WASHINGTON -- Acting swiftly and with only one dissent, the Supreme Court yesterday upheld the new districts for Maryland's eight members of the U.S. House of Representatives.
The court issued a final ruling without holding a hearing, and without explaining the decision in a case it had studied for only a little over a week.
Anne Arundel County Republican and Democratic organizations had brought the suit, complaining that the plan split the county into four districts.
In a one-line order, the court said it agreed with a ruling issued last December by a special three-judge U.S. District Court in Baltimore in favor of the new districting plan drawn up last fall by the Maryland General Assembly. One justice, John Paul Stevens, dissented, arguing that the court should have held a hearing before reaching a decision.
Kevin Igoe, executive director of the Maryland Republican Party, said the court's decision was not unexpected. He said the court had ruled on the issue of numerical differences in the population of each district and not on the political questions.
Laura G. Treffer, chair of the Anne Arundel Republican Party, said she was "disappointed" but resigned to the court's decision. "We're just going to have to live with it -- for 10 years," she said. The high court's decision to rule without a full-blown review of the political facts tended to provide more protection for incumbent office holders who tend to exercise considerable control over the line-drawing process, she said.

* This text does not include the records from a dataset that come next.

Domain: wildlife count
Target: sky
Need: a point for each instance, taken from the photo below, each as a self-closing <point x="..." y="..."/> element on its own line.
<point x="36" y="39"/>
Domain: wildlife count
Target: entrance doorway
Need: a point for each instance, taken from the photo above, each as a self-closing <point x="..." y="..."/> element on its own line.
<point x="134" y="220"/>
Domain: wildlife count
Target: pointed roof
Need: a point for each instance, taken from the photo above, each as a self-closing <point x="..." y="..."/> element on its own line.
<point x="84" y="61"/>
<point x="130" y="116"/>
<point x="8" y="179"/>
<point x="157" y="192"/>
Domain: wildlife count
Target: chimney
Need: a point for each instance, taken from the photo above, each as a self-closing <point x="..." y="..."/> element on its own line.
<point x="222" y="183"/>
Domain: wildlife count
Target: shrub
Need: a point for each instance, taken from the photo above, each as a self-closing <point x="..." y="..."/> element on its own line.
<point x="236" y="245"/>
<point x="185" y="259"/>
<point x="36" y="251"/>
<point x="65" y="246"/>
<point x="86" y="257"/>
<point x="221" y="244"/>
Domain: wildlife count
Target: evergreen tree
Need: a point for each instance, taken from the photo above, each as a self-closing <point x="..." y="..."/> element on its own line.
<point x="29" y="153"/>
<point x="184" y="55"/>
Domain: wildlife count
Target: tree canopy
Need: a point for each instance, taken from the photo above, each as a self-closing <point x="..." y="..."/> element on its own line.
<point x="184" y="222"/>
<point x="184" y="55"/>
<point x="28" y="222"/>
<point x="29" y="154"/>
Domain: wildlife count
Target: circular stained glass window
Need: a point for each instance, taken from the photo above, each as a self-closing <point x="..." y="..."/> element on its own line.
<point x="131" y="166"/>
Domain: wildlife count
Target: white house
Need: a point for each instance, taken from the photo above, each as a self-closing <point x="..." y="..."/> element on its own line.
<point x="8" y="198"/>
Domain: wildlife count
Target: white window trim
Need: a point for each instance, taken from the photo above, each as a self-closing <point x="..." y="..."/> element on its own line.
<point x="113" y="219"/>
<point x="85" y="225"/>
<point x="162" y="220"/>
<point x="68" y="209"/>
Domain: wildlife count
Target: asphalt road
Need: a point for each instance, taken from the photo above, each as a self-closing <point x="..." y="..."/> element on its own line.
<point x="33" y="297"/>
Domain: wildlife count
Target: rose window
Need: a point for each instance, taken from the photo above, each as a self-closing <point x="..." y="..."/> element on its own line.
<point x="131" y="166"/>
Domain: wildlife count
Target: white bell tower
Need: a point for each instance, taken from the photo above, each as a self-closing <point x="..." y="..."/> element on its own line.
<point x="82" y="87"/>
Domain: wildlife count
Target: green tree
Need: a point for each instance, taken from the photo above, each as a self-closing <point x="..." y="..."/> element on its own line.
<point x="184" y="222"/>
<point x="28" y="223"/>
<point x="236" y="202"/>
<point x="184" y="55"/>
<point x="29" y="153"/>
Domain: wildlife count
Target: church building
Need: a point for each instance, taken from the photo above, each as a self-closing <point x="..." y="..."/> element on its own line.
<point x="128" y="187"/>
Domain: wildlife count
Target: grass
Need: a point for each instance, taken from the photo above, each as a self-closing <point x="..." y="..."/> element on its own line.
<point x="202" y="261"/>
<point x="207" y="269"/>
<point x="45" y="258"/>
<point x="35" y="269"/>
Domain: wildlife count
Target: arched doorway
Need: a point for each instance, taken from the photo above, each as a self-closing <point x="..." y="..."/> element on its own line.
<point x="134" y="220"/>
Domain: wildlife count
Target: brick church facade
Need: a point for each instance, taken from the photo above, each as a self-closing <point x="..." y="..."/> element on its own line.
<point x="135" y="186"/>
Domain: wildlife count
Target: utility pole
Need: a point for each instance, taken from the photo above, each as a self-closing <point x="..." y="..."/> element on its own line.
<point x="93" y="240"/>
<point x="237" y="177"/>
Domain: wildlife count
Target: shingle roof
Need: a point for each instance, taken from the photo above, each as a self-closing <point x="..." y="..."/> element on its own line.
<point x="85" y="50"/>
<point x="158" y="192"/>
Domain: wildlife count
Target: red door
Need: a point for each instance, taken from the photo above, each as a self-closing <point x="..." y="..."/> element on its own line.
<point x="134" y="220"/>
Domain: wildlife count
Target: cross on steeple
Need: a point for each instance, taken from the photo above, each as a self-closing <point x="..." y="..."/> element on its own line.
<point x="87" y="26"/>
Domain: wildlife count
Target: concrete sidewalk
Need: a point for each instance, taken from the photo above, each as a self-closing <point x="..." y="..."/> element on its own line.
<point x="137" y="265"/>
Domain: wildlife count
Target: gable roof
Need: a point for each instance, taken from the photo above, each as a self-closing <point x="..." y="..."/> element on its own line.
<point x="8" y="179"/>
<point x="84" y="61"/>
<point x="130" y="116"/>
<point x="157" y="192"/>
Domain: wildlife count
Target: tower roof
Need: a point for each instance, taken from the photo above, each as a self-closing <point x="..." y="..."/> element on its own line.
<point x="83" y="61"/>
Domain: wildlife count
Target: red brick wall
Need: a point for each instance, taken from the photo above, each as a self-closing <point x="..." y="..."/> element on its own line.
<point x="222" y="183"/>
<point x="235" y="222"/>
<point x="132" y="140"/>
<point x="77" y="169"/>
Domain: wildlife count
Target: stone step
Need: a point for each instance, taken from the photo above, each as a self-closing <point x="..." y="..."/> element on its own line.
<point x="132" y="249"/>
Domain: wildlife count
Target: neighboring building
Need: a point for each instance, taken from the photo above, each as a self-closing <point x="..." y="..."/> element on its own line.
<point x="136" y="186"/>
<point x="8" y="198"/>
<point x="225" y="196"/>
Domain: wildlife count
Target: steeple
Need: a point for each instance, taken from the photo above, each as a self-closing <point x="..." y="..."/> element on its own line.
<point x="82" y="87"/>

The redistricting of the state's House delegation was required after the 1990 census. The first representatives from the new districts will be chosen in this year's election on Nov. 3. Among the changes made by the General Assembly was the creation of a new district in the Washington suburbs with a majority of black voters. One of Maryland's eight representatives, Kweisi Mfume, D-7th, is black. A second black representative would bring the makeup of the delegation into line with the proportion of blacks in Maryland's population as a whole.
In creating the new district, the General Assembly put parts of Anne Arundel County into four congressional districts. The federal court in Baltimore commented that that gesture was "perhaps enough to raise eyebrows," but not enough to make the new plan unconstitutional.
The plan also drew new boundary lines to help insure the re-election of Democratic Rep. Steny H. Hoyer, D-5th, who holds a key leadership post in the House.
The map will also aid the re-election of incumbents Benjamin L. Cardin, D-3rd, and Helen D. Bentley, R-2nd. And it gives Tom McMillen, D-4th, enough Democrats from his old Anne Arundel-based district to give him a shot at winning in the new, Eastern Shore-dominated 1st District.
The plan was challenged in federal court by the Republican and Democratic central committees in Anne Arundel County, joined by five individual voters there.
The federal panel that upheld the plan said the General Assembly could have drawn up new districts that came closer to achieving equality of population. But it said the state had succeeded in defending the plan's deviations from strict equality.
The plan wound up as it did, the federal court concluded, because the legislature wanted to keep intact the three major regions of Maryland around the center -- the Eastern Shore, Southern Maryland and Western Maryland -- to help incumbents keep their seats, and to create a district dominated by black voters.
Those are "legitimate state goals," the federal court concluded.
The challengers, argued that the legislature had no power to create a black-majority district when there was no proof of prior racial discrimination in voting, lacked power to create "safe" seats for incumbents and had no authority to try to control elections by the placing voters in specific districts according to the way they had voted in the past.
The Supreme Court did not react to any one of those challenges, confining itself to a simple ruling upholding the districting plan.